Assessment of estradiol and its metabolites in meat

Most studies related to research on steroids in main edible tissues (muscle, liver or kidney) have focused on measurement of parent or major metabolite residues. In order to evaluate the estradiol content in bovine edible tissues, a multi-step extraction procedure was developed in conjunction with parallel metabolism studies of [C-14]-17 beta -estradiol in cattle (1-2). Various classes of free estradiol and conjugates were separated: estradiol -17 beta and -17 alpha, estradiol-17-fatty. acid esters, estradiol 17-glycoside, estradiol 3-glucuronide, estradiol-17-glycoside and 3- glucuronide (diconjugates) were separated.
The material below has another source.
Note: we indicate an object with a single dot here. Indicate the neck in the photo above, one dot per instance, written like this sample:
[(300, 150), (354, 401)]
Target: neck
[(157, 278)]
No sulphates conjugated forms have been found at the detection level of the method. The quantification was realized by calibration with deuterated 17 beta -estradiol -d(3) standard and was validated at the ng . kg(-1) (ppt) level. Muscle, liver, kidney and fat samples from control or Revalor S (R) single (licensed implantation) or multi-implanted steers have been assayed. The results show a wide variation between animals, but both the highest value and the mean of total estradiol content in each group proportionally increase from untreated to multi-implanted animals. In accordance with international rules, a calculation of the daily food supply of estradiol by such edible tissues in comparison with the acceptable daily intake was performed.